Tax Settlement - Here's How It Works!
While many taxpayers receive refunds around tax time, it is common for them to miss complete payments. In recent years, about 20% of taxpayers, filed a tax return with at least $3,000 of the balance due.
Fortunately, since the IRS wants what is owed to the government, there are ways out of tax debt problems. Despite its intimidating reputation, the IRS has no intention of punishing you out of spite. IRS is aware that it can only raise money if the money is there, hence the Department of tax settlement services has payment options for taxpayers in troubled situations.
What is tax debt settlement?
Tax Debt settlement is a comprehensive concept that includes many options to achieve the best possible settlement between defaulting taxpayers and the IRS. Tax Debt settlement usually comes in the form of a payment plan, also known as a compromise offer.

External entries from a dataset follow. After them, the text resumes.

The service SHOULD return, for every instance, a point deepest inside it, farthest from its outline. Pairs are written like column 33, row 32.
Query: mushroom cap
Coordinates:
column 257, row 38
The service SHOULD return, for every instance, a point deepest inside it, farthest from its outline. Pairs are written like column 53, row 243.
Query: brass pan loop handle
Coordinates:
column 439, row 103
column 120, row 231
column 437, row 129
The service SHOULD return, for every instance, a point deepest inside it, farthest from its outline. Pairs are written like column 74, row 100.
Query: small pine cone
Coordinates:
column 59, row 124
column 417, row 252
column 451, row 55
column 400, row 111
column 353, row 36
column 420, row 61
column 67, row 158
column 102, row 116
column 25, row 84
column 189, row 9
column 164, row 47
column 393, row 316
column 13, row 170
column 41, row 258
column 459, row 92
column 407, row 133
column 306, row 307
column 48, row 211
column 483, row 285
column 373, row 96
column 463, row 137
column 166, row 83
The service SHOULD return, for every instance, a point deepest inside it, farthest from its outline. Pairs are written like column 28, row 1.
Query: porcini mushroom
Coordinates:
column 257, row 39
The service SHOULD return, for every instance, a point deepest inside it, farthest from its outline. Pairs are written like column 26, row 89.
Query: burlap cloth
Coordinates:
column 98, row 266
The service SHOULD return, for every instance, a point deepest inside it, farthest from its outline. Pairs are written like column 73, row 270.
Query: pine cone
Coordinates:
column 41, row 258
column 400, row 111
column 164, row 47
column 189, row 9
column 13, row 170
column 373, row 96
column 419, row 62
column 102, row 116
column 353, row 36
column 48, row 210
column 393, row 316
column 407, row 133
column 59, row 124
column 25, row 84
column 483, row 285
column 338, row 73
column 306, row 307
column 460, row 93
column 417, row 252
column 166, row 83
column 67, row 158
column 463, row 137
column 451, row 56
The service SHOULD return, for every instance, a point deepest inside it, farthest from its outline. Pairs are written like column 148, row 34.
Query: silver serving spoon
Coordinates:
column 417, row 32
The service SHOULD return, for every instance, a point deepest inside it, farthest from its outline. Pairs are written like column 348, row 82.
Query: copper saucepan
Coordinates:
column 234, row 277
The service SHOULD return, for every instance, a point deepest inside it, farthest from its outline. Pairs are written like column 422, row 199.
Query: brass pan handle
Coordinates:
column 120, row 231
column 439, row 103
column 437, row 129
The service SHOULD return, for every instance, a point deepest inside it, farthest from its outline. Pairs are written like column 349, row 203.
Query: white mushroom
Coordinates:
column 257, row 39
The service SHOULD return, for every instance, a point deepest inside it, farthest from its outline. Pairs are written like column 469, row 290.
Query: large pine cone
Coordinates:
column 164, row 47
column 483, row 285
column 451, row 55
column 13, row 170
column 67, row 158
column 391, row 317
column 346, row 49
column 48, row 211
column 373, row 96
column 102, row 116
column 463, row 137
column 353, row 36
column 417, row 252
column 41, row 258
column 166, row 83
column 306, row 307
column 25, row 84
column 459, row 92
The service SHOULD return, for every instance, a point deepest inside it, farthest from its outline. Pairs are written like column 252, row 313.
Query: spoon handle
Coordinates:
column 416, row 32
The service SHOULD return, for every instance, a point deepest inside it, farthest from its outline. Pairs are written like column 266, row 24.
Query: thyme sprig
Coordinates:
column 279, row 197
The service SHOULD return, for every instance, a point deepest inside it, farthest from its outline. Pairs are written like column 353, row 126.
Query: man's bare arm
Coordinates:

Who might need tax debt settlement?
• Taxpayers who have defaulted and lack the funds to pay off their debts through personal loans, mortgage loans, credit cards, investments, etc.
• Defaulting taxpayers caught by private debt collectors hired by the IRS.
• Those who have not filed taxes for several years but have (so far) managed to operate under the IRS radar.
• Taxpayers whose debts are so "seriously delinquent" ($50,000 or more) that the IRS has ordered the State Department to refuse, revoke, or confiscate their passports.
Tax Settlement Options
As mentioned above, the Department of tax debt and financial settlement services offers several options for delinquent taxpayers: payment plans, settlement offers, and filing as currently uncollectible.
Installment contracts work like any other loan: you pay a fixed amount each month for a period (up to six years) until your tax bill is paid. The conclusion of an installment agreement ends the susceptibility to penalties, but like any loan, interest is paid. Note: processing fees also apply.
If you owe less than $50,000 combined in taxes, interest, and penalties, you can request an installment agreement online through IRS.gov. The advantage of installment payment agreements:
avoid garnishment and other debt collection activities.
Taxpayers showing that paying the entire amount due would be ruinous, now or in the future, may opt for an Offer in Compromise (OIC) which is an agreement to settle their tax liability for less than the amount due. The IRS weighs several factors, including solvency, income, expenses, and equity. The Department of tax debt and financial settlement services will only approve a compromise offer if the amount offered is the maximum you can expect to receive in a reasonable amount of time.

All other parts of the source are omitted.